Customer Segmentation Project

🎯 Project Overview

Use K-Means clustering to segment customers based on their purchasing behavior. This unsupervised learning project helps businesses identify distinct customer groups for targeted marketing strategies.

What You'll Learn:

Unsupervised learning with K-Means
Finding optimal number of clusters (Elbow method)
Feature scaling and PCA
Customer profile interpretation
Business insights from clustering

🛠️ Technologies

Python 3.8+ Pandas NumPy Scikit-learn Matplotlib Seaborn

📦 Step 1: Import Libraries and Generate Data

import numpy as np
import pandas as pd
import matplotlib.pyplot as plt
import seaborn as sns
from sklearn.cluster import KMeans
from sklearn.preprocessing import StandardScaler
from sklearn.decomposition import PCA
from sklearn.metrics import silhouette_score
import warnings
warnings.filterwarnings('ignore')

# Set style
plt.style.use('seaborn-v0_8')
sns.set_palette("husl")

# Generate synthetic customer data
np.random.seed(42)
n_customers = 500

# Customer features
data = {
    'CustomerID': range(1, n_customers + 1),
    'Age': np.random.randint(18, 70, n_customers),
    'Annual_Income': np.random.randint(15, 150, n_customers) * 1000,
    'Spending_Score': np.random.randint(1, 100, n_customers),
    'Purchase_Frequency': np.random.randint(1, 50, n_customers),
    'Average_Transaction': np.random.randint(20, 500, n_customers),
    'Tenure_Months': np.random.randint(1, 60, n_customers)
}

df = pd.DataFrame(data)

print("Dataset Shape:", df.shape)
print("\nFirst few rows:")
print(df.head())
print("\nStatistical Summary:")
print(df.describe())

📊 Step 2: Exploratory Data Analysis

# Check for missing values
print("Missing values:")
print(df.isnull().sum())

# Distributions
fig, axes = plt.subplots(2, 3, figsize=(15, 10))
axes = axes.ravel()

features = ['Age', 'Annual_Income', 'Spending_Score', 
           'Purchase_Frequency', 'Average_Transaction', 'Tenure_Months']

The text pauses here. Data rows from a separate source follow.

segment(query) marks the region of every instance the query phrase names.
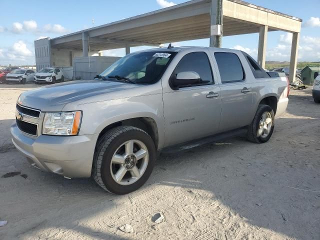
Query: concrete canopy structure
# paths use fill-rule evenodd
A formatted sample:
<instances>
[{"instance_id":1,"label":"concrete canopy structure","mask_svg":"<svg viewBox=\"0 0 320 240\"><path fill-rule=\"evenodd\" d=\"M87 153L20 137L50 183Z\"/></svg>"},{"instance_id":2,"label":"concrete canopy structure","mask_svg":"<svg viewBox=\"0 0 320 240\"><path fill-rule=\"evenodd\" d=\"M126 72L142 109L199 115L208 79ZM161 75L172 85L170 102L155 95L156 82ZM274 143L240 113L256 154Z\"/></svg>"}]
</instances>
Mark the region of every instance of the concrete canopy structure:
<instances>
[{"instance_id":1,"label":"concrete canopy structure","mask_svg":"<svg viewBox=\"0 0 320 240\"><path fill-rule=\"evenodd\" d=\"M296 72L302 20L240 0L222 0L223 36L259 33L258 62L264 67L268 32L293 34L290 73ZM130 46L209 38L214 34L210 18L216 0L193 0L50 40L52 48L98 52ZM291 80L294 74L290 74Z\"/></svg>"}]
</instances>

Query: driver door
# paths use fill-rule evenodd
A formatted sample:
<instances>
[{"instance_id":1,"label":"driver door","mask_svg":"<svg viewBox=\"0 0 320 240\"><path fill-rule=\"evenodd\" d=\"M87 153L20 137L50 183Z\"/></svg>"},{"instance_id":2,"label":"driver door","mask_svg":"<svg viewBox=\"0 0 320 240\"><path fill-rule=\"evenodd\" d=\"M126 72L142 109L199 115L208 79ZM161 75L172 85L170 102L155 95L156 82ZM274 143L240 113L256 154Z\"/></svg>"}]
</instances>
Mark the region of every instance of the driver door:
<instances>
[{"instance_id":1,"label":"driver door","mask_svg":"<svg viewBox=\"0 0 320 240\"><path fill-rule=\"evenodd\" d=\"M166 146L212 135L219 130L220 88L214 81L208 56L206 50L186 54L171 75L175 78L180 72L194 72L202 82L178 90L168 87L164 91Z\"/></svg>"}]
</instances>

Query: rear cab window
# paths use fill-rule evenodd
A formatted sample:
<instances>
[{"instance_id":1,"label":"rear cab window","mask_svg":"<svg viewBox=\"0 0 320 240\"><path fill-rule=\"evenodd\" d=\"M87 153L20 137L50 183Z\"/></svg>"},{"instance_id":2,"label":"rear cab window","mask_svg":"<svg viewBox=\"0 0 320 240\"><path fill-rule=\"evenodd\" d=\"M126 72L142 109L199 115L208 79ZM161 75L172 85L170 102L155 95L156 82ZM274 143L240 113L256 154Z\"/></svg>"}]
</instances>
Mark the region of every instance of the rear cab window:
<instances>
[{"instance_id":1,"label":"rear cab window","mask_svg":"<svg viewBox=\"0 0 320 240\"><path fill-rule=\"evenodd\" d=\"M214 52L214 58L222 84L244 80L244 71L239 58L236 54L217 52Z\"/></svg>"}]
</instances>

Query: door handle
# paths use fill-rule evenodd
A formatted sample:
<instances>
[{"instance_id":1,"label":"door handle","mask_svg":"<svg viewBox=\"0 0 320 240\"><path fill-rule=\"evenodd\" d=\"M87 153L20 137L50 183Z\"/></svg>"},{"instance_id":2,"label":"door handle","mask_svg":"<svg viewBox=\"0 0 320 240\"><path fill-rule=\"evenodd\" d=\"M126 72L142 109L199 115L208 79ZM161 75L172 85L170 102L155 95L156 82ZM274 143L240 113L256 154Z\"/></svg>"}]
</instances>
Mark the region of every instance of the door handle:
<instances>
[{"instance_id":1,"label":"door handle","mask_svg":"<svg viewBox=\"0 0 320 240\"><path fill-rule=\"evenodd\" d=\"M250 88L242 88L242 90L241 90L241 92L244 94L246 92L251 92L251 90Z\"/></svg>"},{"instance_id":2,"label":"door handle","mask_svg":"<svg viewBox=\"0 0 320 240\"><path fill-rule=\"evenodd\" d=\"M206 95L206 98L216 98L219 96L219 94L218 92L209 92L209 94Z\"/></svg>"}]
</instances>

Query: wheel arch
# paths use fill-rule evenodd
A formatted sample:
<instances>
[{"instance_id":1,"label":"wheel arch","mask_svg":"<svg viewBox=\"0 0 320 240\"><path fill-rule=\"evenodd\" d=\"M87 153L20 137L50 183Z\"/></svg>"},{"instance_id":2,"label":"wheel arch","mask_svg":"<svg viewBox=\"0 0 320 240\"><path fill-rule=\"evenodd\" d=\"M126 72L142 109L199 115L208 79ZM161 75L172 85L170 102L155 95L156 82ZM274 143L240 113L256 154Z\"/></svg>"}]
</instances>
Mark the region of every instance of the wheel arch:
<instances>
[{"instance_id":1,"label":"wheel arch","mask_svg":"<svg viewBox=\"0 0 320 240\"><path fill-rule=\"evenodd\" d=\"M276 115L276 108L278 108L278 98L276 94L270 94L264 96L258 102L258 104L256 106L256 111L259 105L264 104L270 106L274 110L274 114Z\"/></svg>"},{"instance_id":2,"label":"wheel arch","mask_svg":"<svg viewBox=\"0 0 320 240\"><path fill-rule=\"evenodd\" d=\"M132 126L142 129L151 136L154 144L156 149L158 148L159 144L158 128L154 120L150 117L138 117L124 119L110 124L104 127L100 132L96 143L106 132L114 128L122 126Z\"/></svg>"}]
</instances>

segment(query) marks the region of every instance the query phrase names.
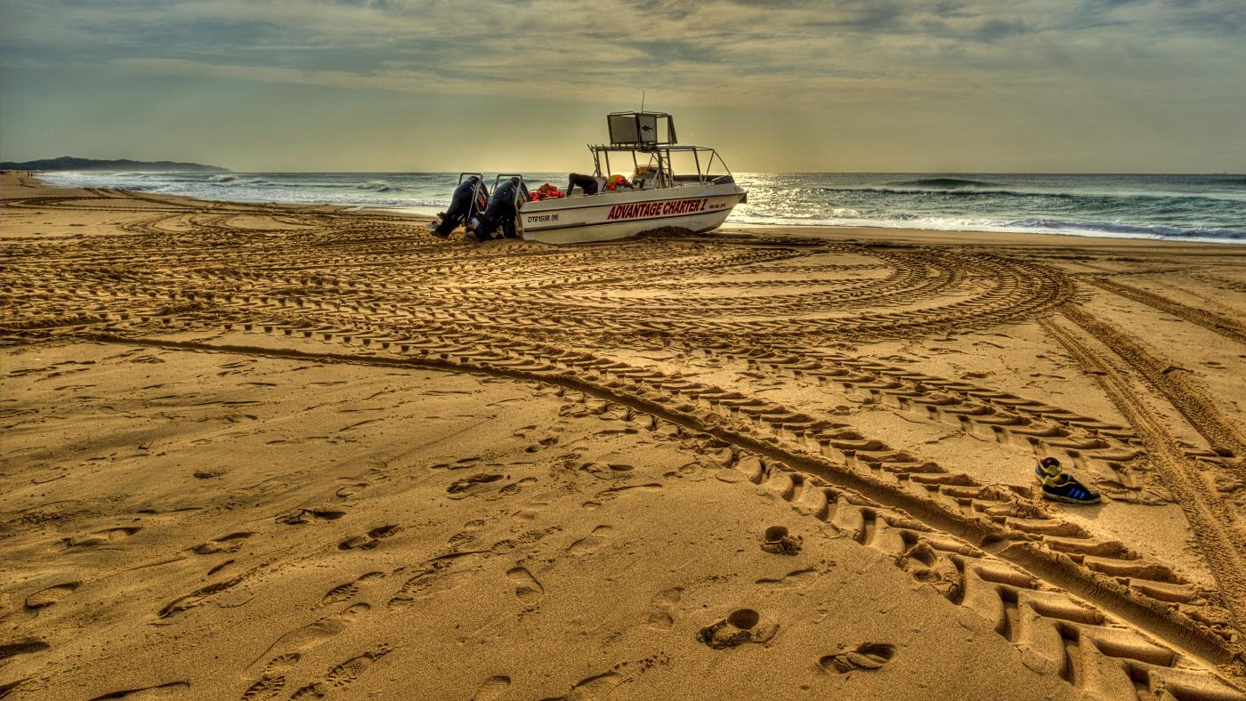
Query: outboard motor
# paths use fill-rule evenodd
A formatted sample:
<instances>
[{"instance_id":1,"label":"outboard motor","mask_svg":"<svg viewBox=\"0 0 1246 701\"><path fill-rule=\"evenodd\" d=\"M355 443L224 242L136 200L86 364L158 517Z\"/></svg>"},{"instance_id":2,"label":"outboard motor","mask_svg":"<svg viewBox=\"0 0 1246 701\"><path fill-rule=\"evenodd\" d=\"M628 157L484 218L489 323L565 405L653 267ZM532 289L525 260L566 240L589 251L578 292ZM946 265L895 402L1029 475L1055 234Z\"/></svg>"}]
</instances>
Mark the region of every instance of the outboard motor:
<instances>
[{"instance_id":1,"label":"outboard motor","mask_svg":"<svg viewBox=\"0 0 1246 701\"><path fill-rule=\"evenodd\" d=\"M477 213L483 212L488 202L488 189L481 182L480 176L470 176L455 188L455 194L450 198L450 209L441 217L440 224L432 225L432 234L446 238L459 224L470 220Z\"/></svg>"},{"instance_id":2,"label":"outboard motor","mask_svg":"<svg viewBox=\"0 0 1246 701\"><path fill-rule=\"evenodd\" d=\"M520 205L531 199L528 188L518 177L502 181L493 191L493 197L488 198L488 205L480 217L473 217L467 222L467 233L475 235L477 240L487 242L502 229L502 235L513 239L518 235L515 230L515 218L520 214Z\"/></svg>"}]
</instances>

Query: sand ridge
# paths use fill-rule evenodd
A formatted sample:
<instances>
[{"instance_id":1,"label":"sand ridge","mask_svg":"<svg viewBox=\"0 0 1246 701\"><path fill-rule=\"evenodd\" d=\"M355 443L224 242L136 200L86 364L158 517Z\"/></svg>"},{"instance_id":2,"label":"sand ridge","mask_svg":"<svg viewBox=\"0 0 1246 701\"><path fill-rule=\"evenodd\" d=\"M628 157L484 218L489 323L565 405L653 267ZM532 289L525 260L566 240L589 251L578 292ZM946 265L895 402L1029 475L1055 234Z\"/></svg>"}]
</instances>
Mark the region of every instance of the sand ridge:
<instances>
[{"instance_id":1,"label":"sand ridge","mask_svg":"<svg viewBox=\"0 0 1246 701\"><path fill-rule=\"evenodd\" d=\"M465 417L490 418L451 421L460 426L455 431L462 431L452 440L467 436L498 446L515 441L513 448L498 449L513 449L516 457L567 452L545 468L525 468L522 477L520 468L487 467L515 459L502 456L497 459L503 462L468 461L462 468L455 467L456 461L470 456L400 461L412 476L445 477L409 477L416 483L390 497L405 506L388 518L359 515L384 510L378 503L358 509L339 503L355 498L355 486L364 492L370 484L346 476L335 477L340 489L324 497L282 502L288 508L265 517L272 524L268 532L234 514L214 515L203 525L202 538L184 547L197 558L233 562L214 562L182 593L153 586L163 599L148 606L155 620L143 625L237 625L240 611L258 610L289 621L290 629L268 636L268 649L248 647L249 660L233 655L214 662L222 674L213 681L186 670L173 675L178 679L152 677L146 687L127 686L121 677L108 686L113 677L100 665L74 667L69 677L91 680L97 695L148 689L145 694L171 696L308 697L348 686L397 695L404 687L394 670L405 669L402 660L432 649L439 660L455 659L429 636L420 636L420 642L410 639L414 619L401 623L402 616L427 615L430 601L445 606L457 600L451 591L470 590L480 601L473 614L459 614L464 620L478 614L495 621L490 625L502 625L491 639L496 650L485 644L491 652L513 654L520 634L496 623L496 610L487 605L496 584L486 581L507 581L508 595L527 611L520 616L542 618L540 640L569 635L574 625L568 621L581 620L598 604L589 598L578 600L578 608L557 609L561 604L551 603L549 591L591 590L602 576L609 581L603 573L614 570L602 569L601 563L562 569L551 565L548 555L542 560L532 554L563 539L568 529L576 533L567 534L569 540L561 547L571 559L618 554L611 543L628 542L648 553L629 555L650 569L669 569L672 562L711 569L708 553L690 550L670 560L670 553L648 548L663 542L657 523L672 519L690 528L688 512L700 509L675 506L685 498L730 504L698 527L753 532L748 549L756 553L750 563L754 557L764 557L759 563L819 557L840 564L827 569L794 563L784 572L746 564L744 574L720 583L721 590L690 584L688 578L632 581L612 594L621 610L634 601L635 620L649 621L647 630L669 631L662 624L670 619L683 631L660 639L659 657L640 654L655 634L630 637L625 633L632 630L633 624L625 623L630 619L609 619L579 640L599 651L624 640L621 645L632 655L627 665L614 661L576 676L579 672L572 674L557 655L561 661L536 656L527 662L530 670L574 676L567 677L563 691L556 685L533 686L533 674L522 670L472 670L480 679L480 697L644 697L672 690L687 695L751 690L754 696L779 697L825 690L816 684L837 677L867 685L841 687L840 694L870 694L866 690L880 684L877 689L896 695L900 677L875 675L948 664L939 659L954 654L947 629L932 623L920 635L910 631L917 636L903 641L898 630L892 631L895 640L841 635L821 650L805 634L792 633L792 615L809 605L825 608L826 596L860 601L866 593L858 583L850 584L852 578L837 586L830 581L842 563L865 562L886 565L888 574L871 569L875 574L861 576L908 581L913 591L926 593L920 604L895 605L961 621L962 631L972 631L967 644L979 650L1011 649L1014 666L1004 660L992 674L1035 695L1054 689L1100 697L1241 695L1246 530L1240 513L1246 507L1246 451L1240 401L1246 295L1239 286L1246 285L1241 275L1246 253L1234 247L1004 235L969 244L954 235L861 230L826 233L816 240L800 232L766 230L576 248L473 245L436 240L420 222L383 213L199 203L113 191L56 192L39 189L37 183L26 183L31 187L25 189L35 192L21 197L26 193L7 179L6 184L0 219L6 308L0 326L10 344L9 365L15 367L5 380L12 387L5 400L16 402L9 416L12 427L21 427L22 442L6 451L4 472L12 484L52 479L37 494L14 492L0 504L6 514L0 542L19 555L14 562L20 563L21 581L29 581L2 590L10 601L24 601L0 614L6 635L17 640L12 645L24 645L5 665L21 672L16 686L7 687L14 692L42 697L66 689L59 686L66 684L64 675L40 664L64 645L50 642L57 629L41 635L39 616L31 615L65 610L92 588L103 588L81 572L66 573L59 581L41 549L46 545L39 543L54 539L60 543L55 552L103 553L105 559L92 567L121 572L122 562L107 553L140 548L130 545L135 542L158 547L168 539L120 518L95 523L87 514L100 513L101 504L88 497L65 512L35 506L56 503L56 492L70 484L60 481L74 479L77 472L72 451L36 447L55 435L41 416L60 401L91 405L101 397L130 396L141 387L107 382L108 391L96 387L101 379L127 379L135 366L146 365L133 359L151 356L163 361L151 367L159 367L162 382L169 385L184 381L178 371L204 357L243 364L239 369L253 375L248 380L253 385L231 385L232 375L201 374L198 380L224 397L219 401L243 402L239 407L268 403L270 398L255 392L273 386L314 403L310 397L318 392L341 388L334 383L338 377L375 375L406 377L404 392L440 397L439 406L455 407L437 413L441 418L419 418L419 411L404 415L405 408L369 406L353 396L343 403L358 418L343 425L309 418L315 426L308 426L305 435L273 438L280 442L263 447L229 431L196 438L209 440L206 445L221 456L294 451L274 462L289 466L274 467L285 471L272 477L283 489L323 487L333 477L321 473L329 468L308 468L307 462L331 462L321 456L345 448L325 443L353 432L380 435L346 443L349 449L417 443L410 454L424 456L429 441L444 440L436 431L429 433L427 426L459 410ZM86 227L90 232L76 230L74 225L82 222L93 222ZM1216 303L1197 304L1204 298ZM1177 355L1174 349L1182 351ZM56 355L61 365L30 362L36 357L31 354ZM112 357L116 354L125 360ZM324 379L279 379L289 372L280 369L292 366ZM446 391L436 388L439 383L449 387L468 377L487 381L486 386L427 395ZM37 393L32 383L47 381L57 383L55 392ZM525 392L536 395L513 395L506 387L530 387ZM162 401L186 411L186 400ZM562 407L554 410L562 418L506 423L512 413L536 411L543 402ZM115 403L107 406L115 411ZM96 413L83 410L80 431L116 431L100 420L107 410L92 406ZM226 415L232 421L221 421L229 426L257 422L258 431L274 432L290 421L282 416L293 416L294 410L273 408L258 418L244 408L228 411L234 412ZM132 416L110 420L137 425L125 428L133 433L115 435L117 447L167 441L166 459L191 449L189 443L173 446L186 417L162 433L151 426L153 418L128 412ZM603 433L583 425L603 421L618 427ZM395 432L395 422L406 433ZM568 431L574 441L567 441ZM613 445L621 441L627 445ZM466 446L464 451L475 452ZM1029 471L1042 454L1060 457L1100 488L1106 503L1077 509L1039 499ZM113 454L107 462L118 459ZM592 482L564 479L556 463ZM238 472L244 471L228 471ZM110 484L95 476L82 478L82 488L91 483L108 493L128 484L136 494L151 489L143 469L126 474L133 482ZM212 489L222 482L219 476L189 479ZM621 482L586 491L603 479ZM673 481L687 489L674 488ZM551 482L558 484L552 492ZM475 520L468 513L442 518L419 508L441 503L461 509L522 499L533 491L541 497L532 503L553 515L533 517L540 528L492 535L506 535L496 543L512 543L502 545L507 553L527 553L508 563L478 548L459 547L483 538L472 529L452 529L455 519ZM235 484L223 494L239 499L257 494L259 503L252 508L264 510L282 506L254 486ZM637 508L657 510L628 507L611 523L584 517L586 508L622 508L618 504L633 501L644 504ZM36 510L44 515L34 518L30 508L51 510ZM536 507L513 513L531 508ZM751 508L765 509L756 514L761 522L740 515ZM138 522L155 518L135 517L141 509L127 513ZM654 522L649 514L662 515ZM630 522L637 517L639 523ZM77 522L82 528L74 525ZM349 554L385 559L401 553L401 562L343 570L341 581L326 588L318 604L328 601L333 610L312 615L303 613L305 605L290 609L272 596L274 589L288 589L292 600L309 600L307 586L273 584L265 572L273 565L262 564L263 557L250 564L234 557L253 543L268 549L282 540L269 533L277 525L318 524L338 529L307 544L323 543L320 550L328 554L279 557L285 564L277 567L302 572L310 563L336 563ZM774 535L780 527L800 539L792 535L784 545L786 535ZM137 529L127 530L132 528ZM456 545L437 553L430 540L442 529L450 529L444 537ZM496 543L487 552L495 553ZM787 550L800 554L785 555ZM422 564L412 565L411 558ZM172 563L151 567L181 567ZM471 567L460 567L467 563ZM542 575L547 567L569 579L551 589L549 578ZM491 579L495 575L500 579ZM654 589L658 584L663 586ZM819 601L797 598L759 606L740 600L748 586L807 591ZM907 589L888 586L885 598L907 596L901 594ZM704 605L705 615L689 618L690 601ZM381 611L389 618L383 620ZM394 630L407 633L389 637L350 633L358 630L356 620L369 621L373 631L396 625ZM836 621L831 628L839 625L849 624ZM227 637L204 640L219 650ZM169 642L148 640L133 649L137 654ZM800 682L785 686L789 682L750 666L763 659L750 657L756 654L749 650L776 645L784 646L784 655L765 664L774 669L775 659L785 660L779 669L801 670L787 677ZM918 662L915 647L933 651L923 652L926 661ZM325 655L340 649L343 655L320 660L326 671L315 677L310 671L315 665L304 659L313 649ZM704 657L724 651L731 656ZM705 670L721 664L743 665L738 671L760 676L728 691L715 686L721 680L705 676ZM644 674L637 672L640 667ZM441 689L436 685L445 674L429 671L407 684ZM852 681L862 679L882 681ZM968 679L959 681L969 684ZM957 687L954 679L946 684L951 686L942 687L943 694L964 695L969 689ZM1048 691L1039 694L1039 686ZM442 696L462 697L461 690L444 691ZM932 694L911 691L913 697Z\"/></svg>"}]
</instances>

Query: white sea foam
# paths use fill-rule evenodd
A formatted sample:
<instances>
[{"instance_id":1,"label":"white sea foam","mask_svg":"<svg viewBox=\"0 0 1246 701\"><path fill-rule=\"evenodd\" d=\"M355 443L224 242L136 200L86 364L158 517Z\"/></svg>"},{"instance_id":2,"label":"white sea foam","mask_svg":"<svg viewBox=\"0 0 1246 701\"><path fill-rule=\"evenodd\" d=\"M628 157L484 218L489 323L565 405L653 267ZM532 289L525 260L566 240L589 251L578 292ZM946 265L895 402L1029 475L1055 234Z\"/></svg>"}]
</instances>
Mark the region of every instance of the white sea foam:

for idx, feature in enumerate(features):
    axes[idx].hist(df[feature], bins=30, edgecolor='black')
    axes[idx].set_title(f'{feature} Distribution')
    axes[idx].set_xlabel(feature)
    axes[idx].set_ylabel('Frequency')

plt.tight_layout()
plt.show()

# Correlation matrix
plt.figure(figsize=(10, 8))
correlation = df[features].corr()
sns.heatmap(correlation, annot=True, fmt='.2f', cmap='coolwarm', 
            square=True, linewidths=0.5)
plt.title('Feature Correlation Matrix')
plt.tight_layout()
plt.show()

# Pairplot for key features
key_features = ['Annual_Income', 'Spending_Score', 'Purchase_Frequency']
sns.pairplot(df[key_features])
plt.suptitle('Pairplot of Key Features', y=1.02)
plt.show()

🔧 Step 3: Feature Preparation

# Select features for clustering (exclude CustomerID)
feature_columns = ['Age', 'Annual_Income', 'Spending_Score', 
                  'Purchase_Frequency', 'Average_Transaction', 'Tenure_Months']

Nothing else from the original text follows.